How can we accept our patient/client’s decisions not to change behavior when we think those changes are crucial?
A very important idea in MI is that we must accept our client’s decisions about if, when and how they will change. This might include not making any changes, or not the ones we feel they must make for their safety and future health.
When I first learned about this idea as part of MI, I was very distressed. I work with young women with eating disorders, and for many of them, their behavior is very high risk. How can I possibly accept the decision of a very low weight client with anorexia to not gain weight? Or, a client with bulimia to continue bingeing and vomiting and using laxatives? I thought this concept meant that I couldn’t care about what happened to my clients. That’s not what it says or means.
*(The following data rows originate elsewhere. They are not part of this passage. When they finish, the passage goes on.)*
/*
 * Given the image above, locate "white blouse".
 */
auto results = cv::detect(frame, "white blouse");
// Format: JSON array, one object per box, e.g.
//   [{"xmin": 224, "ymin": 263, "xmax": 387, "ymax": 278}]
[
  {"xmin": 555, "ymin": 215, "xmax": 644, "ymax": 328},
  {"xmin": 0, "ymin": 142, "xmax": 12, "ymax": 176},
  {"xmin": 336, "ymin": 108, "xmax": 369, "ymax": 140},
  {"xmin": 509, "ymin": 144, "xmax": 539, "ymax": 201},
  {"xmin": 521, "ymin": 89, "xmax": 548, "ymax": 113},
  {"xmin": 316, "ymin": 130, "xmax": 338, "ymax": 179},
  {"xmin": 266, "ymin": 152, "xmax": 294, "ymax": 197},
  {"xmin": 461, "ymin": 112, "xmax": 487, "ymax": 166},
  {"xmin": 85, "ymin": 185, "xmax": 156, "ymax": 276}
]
Of course we care about our clients. That’s why most of us become health care providers; we want to help others. The point here is that we don’t get to decide whether or not they will make the changes in their behavior that we think are very important. If you’ve got a problem with your patient’s decision about whether or not to change you have the problem, not your client. My job as a nutrition therapist is to help my client make the decision that’s right for her, and for me to accept that decision. If I’m unhappy with her decisions, I need to get myself help for my feelings about this.
I highly recommend peer or professional supervision about this sort of thing. I belong to a peer supervision group, made up of other eating disorders treatment professionals. We review cases with each other once a month, and support each other in exploring our (often uncomfortable) feelings about how our clients use treatment.
Five years ago I went through the Wellcoaches certification program and this is where I was introduced to MI. The concept of accepting your clients choice of whether to change a behavior or not was not addressed. However, I intuitively realized that it was not my choice of whether they choose to make any changes. This freed me up, opened up space, for both me and my client. I verbalize to my clients that they always have a choice and one of the choices is to do nothing. I’ve had many of them say, “thank you for saying that.” The irony is that most of them decide to move toward the positive change, albeit, in small steps, but isn’t that what MI is about! Love your work Dr. Ellen! Thanks for the posting.
Thanks, Bonnie! I know that Wellcoaches includes some MI training as part of their program, and I’m very pleased about that. I too find that by accepting their choices about change/no change that we free them up to decide to actually make positive changes. Sounds counterintuitive, but it really does work.
I like how you emphasized that it is “your problem; seek help” I have always wondered how some folks will take on others issues as if it was theirs not realizing that the client is going to do what they do regardless of how you think or feel. Thank you for reinforcing what I always believed to be true.
Ken:
Great point. I think that many clinicians “take on” others’ issues because many of us are taught that we ARE responsible for whether or not they change. Of course, we are NOT responsible, since no one can make another person do anything they don’t want to do. Threatening, cajoling, nagging, etc don’t work!